Alors que le personnage central de Violence des échanges en milieu tempéré était un jeune homme (incarné par Jérémie Renier), La Fabrique des sentiements brosse le portrait d'une femme. Jean-Marc Moutout confie avoir été influencé par le film Safe de Todd Haynes avec Julianne Moore, "c'est le portrait critique d'une femme, ce qui n'empêche pas que l'on soit complètement avec elle.

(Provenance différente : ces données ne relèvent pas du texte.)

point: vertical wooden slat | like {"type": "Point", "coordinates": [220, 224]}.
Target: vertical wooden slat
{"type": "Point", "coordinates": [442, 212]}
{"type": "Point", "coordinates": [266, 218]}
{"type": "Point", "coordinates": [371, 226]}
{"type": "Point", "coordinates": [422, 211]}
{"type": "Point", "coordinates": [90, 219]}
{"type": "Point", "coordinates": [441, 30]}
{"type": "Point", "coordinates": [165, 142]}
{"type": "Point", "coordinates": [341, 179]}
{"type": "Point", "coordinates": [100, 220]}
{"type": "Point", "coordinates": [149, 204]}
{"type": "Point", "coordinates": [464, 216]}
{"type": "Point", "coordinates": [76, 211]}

Dans le cadre de la préparation du film, Elsa Zylberstein a tenu à se rendre à des speed datings. "Il fallait que moi, Elsa, je voie comment je me sentais physiquement, mentalement, socialementpour pouvoir le retranscrire après : j'avais chaud, j'étais mal à l'aise", explique l'actrice, qui note : "C'est un numéro de charme à tout prix, on essaye de se montrer sous son meilleur jour, on sourit, on en fait trop, on parle vite, on est timide, maladroit. On ne veut pas décevoir, en même temps on peut lancer des piques. L'ambiance est à la fois feutrée et très brutale." D'autre part, comme elle incarne une clerc de notaire, la comédienne a suivi une notaire dans ses journées de travail pendant un mois et demi.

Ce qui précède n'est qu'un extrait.